We must have been twenty thousand feet up when Pete's startled face slipped out of focus, and I found myself on my hands and knees on a deck that was revolving like a centrifuge. Cathode rays were darting in all directions, and everything in the path of the rays glowed with fluorescent light. I knew that the ship was X-raying itself while fog condensed on the negative ions of its hull and dissolved into sizzling steam.
I didn't try to get up immediately. I waited for the deck to stop gyrating and the strength to return to my wrists. My right arm was numb and tingling. When I raised my hands I could see the bones in my fingers. All pilots have skeleton hands when they take off. It's a second-order cathode ray effect which vanishes after a minute or two. It doesn't mean a thing. Not if you're sound of mind and limb, and the ship you've picked is spaceworthy.
But Pete seemed to take a different view. He was staring at me in horror. I knew what he was thinking. If I was pinch-hitting for Death—I'd got off to a good start.
He, too, was on his knees on the deck, his shoulders swaying, his face turned toward me in bitter reproach.
Suddenly his eyes blazed with anger. "Son, I ought to get up and bust you one on the jaw! If you'd warned me, I could have braced myself!"

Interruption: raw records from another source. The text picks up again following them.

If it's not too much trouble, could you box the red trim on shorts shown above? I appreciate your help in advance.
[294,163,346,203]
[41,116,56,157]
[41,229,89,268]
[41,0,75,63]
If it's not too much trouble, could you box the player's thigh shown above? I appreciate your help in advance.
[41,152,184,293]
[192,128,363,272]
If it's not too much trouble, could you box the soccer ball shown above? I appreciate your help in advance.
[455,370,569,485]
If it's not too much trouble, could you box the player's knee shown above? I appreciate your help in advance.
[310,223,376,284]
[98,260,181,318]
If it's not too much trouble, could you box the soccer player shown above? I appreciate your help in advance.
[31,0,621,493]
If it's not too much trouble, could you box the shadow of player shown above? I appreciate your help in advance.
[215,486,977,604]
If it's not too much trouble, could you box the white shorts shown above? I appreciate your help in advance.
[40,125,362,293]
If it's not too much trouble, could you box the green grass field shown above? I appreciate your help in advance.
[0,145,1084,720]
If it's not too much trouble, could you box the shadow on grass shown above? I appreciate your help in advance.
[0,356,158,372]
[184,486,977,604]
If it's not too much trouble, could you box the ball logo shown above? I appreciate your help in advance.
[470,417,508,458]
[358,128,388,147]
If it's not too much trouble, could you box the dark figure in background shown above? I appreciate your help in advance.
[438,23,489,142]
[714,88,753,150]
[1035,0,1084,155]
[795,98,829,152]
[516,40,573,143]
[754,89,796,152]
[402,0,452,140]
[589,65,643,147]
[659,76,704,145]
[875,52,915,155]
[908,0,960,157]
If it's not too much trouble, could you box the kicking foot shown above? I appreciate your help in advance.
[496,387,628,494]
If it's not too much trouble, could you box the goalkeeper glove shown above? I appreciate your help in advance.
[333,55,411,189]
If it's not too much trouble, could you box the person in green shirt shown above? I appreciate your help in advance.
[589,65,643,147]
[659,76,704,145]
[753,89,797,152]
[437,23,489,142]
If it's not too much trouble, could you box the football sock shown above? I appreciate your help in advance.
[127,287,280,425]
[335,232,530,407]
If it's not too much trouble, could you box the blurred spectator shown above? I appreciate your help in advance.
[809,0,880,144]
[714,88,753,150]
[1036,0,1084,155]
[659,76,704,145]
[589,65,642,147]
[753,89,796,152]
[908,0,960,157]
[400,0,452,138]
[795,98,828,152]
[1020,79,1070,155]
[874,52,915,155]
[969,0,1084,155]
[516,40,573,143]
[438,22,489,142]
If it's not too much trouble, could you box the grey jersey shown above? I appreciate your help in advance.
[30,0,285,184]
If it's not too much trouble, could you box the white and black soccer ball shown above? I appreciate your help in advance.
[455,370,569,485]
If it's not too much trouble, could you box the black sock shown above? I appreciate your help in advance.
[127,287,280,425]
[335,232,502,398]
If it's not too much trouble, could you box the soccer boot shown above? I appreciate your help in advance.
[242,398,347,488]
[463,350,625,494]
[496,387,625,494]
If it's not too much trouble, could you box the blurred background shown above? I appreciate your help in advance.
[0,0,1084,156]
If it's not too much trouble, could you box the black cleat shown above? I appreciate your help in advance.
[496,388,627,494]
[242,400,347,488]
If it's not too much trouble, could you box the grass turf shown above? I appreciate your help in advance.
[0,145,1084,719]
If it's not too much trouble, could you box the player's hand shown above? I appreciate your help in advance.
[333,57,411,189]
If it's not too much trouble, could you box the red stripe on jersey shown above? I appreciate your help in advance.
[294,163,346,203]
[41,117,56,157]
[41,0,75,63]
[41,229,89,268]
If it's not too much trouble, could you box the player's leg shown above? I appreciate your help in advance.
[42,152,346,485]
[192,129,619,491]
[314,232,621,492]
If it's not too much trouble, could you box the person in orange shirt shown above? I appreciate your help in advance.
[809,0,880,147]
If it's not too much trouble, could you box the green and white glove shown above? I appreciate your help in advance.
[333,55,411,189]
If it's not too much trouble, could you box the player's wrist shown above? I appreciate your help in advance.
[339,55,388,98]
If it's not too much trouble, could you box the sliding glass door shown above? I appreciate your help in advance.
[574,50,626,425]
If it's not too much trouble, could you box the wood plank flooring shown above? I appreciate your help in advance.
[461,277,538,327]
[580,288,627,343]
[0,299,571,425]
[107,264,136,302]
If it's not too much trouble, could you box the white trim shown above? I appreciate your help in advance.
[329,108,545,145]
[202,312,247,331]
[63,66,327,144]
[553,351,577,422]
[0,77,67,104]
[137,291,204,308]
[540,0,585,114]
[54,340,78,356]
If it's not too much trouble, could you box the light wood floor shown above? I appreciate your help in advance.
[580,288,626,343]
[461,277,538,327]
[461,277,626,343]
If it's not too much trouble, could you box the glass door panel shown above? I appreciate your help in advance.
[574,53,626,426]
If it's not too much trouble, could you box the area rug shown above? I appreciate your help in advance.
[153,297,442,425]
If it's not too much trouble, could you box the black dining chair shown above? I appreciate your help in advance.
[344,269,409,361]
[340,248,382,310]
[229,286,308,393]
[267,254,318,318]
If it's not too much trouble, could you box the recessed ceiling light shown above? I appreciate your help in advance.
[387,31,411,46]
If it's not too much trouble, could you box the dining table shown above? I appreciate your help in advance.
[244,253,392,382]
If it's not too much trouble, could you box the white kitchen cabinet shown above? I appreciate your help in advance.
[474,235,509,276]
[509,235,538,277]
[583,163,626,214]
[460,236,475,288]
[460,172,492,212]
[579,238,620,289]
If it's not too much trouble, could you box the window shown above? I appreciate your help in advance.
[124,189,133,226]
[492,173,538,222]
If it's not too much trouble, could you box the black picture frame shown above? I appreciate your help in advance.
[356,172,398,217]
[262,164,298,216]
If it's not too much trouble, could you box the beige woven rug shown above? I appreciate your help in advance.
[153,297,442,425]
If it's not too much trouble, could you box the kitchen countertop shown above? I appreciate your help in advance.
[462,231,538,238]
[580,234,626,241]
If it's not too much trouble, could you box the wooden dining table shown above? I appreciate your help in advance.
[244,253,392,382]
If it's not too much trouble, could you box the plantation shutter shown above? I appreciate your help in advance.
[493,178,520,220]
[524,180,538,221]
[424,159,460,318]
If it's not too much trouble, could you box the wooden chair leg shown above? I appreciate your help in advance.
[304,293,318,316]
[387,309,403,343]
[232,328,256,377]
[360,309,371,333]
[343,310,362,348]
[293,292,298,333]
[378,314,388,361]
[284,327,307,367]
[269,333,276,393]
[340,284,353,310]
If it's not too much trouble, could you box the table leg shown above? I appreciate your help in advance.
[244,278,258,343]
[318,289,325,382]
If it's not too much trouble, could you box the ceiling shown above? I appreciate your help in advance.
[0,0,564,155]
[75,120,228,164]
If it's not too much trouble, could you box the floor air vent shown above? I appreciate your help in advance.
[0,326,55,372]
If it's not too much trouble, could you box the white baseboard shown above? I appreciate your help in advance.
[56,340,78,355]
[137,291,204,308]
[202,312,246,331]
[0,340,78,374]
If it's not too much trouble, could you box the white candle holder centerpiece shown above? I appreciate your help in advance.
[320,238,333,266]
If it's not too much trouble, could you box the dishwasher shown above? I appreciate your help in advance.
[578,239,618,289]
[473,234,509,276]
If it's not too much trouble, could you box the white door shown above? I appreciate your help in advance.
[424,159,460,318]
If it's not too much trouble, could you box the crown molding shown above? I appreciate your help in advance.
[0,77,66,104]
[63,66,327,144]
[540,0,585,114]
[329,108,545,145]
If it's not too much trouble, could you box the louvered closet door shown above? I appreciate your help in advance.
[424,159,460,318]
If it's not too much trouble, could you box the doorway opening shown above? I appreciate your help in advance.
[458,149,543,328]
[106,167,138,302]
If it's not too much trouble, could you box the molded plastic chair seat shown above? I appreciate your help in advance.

I hadn't thought of that. But before I could tell him how sorry I felt, he was chuckling!
"It's all right, Jim! No bones broken! She sure took it beautifully, eh?"
"She sure did!" I muttered.
I watched him get to his feet and go reeling toward the viewpane. Mr. Chameleon was the name for him! He could change his moods so fast, his mental outlook must have been as dazzling as a display of fireworks.
A guy like that just couldn't hold a grudge. If you poked him in the ribs he'd blacken your eye and give you his last ounce of tobacco. Good old Pete! Insatiably curious he was too, like a little boy at a circus side show.